Significance of smash and smash-lunge sequence in singles badminton matches in elite players
International Journal of Performance Analysis in Sport
Taylor & Francis
School of Medical and Health Sciences
Badminton Association of Western Australia
This study examined the number of smashes and smash-lunge sequences in elite men’s singles matches. Semi-final and final match videos of the Olympic Games, Grand-Prix, and World-SuperSeries in 2016 were analysed. Points won from smashes and smash-lunge sequence in a game and an entire match were compared between the winners and losers, and whether points won from the smash-lunge sequence occurred immediately, within three rallies or more were analysed.

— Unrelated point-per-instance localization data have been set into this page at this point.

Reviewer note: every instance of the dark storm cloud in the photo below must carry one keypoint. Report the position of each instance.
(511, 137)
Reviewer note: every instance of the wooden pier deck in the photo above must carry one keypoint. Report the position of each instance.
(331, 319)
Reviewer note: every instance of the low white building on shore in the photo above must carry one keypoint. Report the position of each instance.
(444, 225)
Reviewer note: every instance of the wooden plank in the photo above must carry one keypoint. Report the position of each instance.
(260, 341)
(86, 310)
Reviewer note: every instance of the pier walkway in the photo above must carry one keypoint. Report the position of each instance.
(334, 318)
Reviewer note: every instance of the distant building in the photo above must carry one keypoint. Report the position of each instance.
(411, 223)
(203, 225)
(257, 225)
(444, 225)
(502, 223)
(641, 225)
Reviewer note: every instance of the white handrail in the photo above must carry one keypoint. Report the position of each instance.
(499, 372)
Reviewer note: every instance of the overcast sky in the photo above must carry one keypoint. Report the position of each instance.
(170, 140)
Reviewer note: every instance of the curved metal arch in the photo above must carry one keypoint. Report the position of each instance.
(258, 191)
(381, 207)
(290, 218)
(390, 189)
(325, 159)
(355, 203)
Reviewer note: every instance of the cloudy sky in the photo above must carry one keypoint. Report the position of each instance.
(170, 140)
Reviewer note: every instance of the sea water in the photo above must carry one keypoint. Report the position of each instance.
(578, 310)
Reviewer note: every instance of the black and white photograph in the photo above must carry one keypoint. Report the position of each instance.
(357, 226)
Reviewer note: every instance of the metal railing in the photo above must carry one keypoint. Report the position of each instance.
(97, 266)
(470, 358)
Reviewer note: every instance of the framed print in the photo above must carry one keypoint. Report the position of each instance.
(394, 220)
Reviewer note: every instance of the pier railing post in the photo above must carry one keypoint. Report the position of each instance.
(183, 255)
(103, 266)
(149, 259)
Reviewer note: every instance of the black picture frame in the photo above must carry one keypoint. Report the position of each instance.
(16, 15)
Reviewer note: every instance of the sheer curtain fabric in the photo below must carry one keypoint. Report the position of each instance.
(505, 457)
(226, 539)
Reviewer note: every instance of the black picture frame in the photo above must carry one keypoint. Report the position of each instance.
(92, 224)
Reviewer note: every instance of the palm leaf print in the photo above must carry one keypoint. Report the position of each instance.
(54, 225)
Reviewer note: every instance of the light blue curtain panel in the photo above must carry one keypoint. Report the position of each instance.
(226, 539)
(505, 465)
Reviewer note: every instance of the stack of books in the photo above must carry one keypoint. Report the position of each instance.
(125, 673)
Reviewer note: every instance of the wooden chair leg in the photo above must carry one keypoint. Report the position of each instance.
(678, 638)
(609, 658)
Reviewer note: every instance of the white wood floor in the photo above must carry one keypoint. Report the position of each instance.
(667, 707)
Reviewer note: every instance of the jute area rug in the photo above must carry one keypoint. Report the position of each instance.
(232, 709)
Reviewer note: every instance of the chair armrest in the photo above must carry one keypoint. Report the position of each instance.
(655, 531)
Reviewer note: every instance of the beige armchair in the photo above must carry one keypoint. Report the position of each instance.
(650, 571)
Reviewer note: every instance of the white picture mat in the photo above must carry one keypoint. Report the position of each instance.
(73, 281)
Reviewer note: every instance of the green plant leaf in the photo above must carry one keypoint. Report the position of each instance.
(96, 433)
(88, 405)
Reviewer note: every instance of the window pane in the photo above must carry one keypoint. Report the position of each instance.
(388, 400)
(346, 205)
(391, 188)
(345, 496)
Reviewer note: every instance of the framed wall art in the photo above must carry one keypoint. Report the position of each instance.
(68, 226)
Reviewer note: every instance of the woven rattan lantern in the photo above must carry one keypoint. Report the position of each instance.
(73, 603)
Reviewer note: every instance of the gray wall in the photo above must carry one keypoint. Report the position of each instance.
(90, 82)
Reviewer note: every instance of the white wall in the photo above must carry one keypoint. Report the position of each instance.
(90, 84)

The game winners scored more (p < 0.05) points than the losers in a game from smashes (4.8 ± 1.9 vs 3.5 ± 1.3 points) and from smash-lunge sequences (4.0 ± 2.8 vs 1.7 ± 1.6 points). Match winners won more (p < 0.05) points from smashes (11.0 ± 2.6) and smash-lunge sequences (7.4 ± 4.8) than match losers (8.2 ± 3.0 and 5.5 ± 3.7, respectively). The match winners won 5–10% more points from the smash-lunge sequence than losers (p < 0.05), and 60% of the points were won immediately from the smash-lunge sequence for both the winners and losers. The smash-lunge sequence is important in badminton. Winners were more effective than the losers at scoring points from this sequence, and in particular, at winning points immediately off the smash-lunge sequence, rather than in the following rallies. Thus, improving the techniques of the smash-lunge sequence is necessary.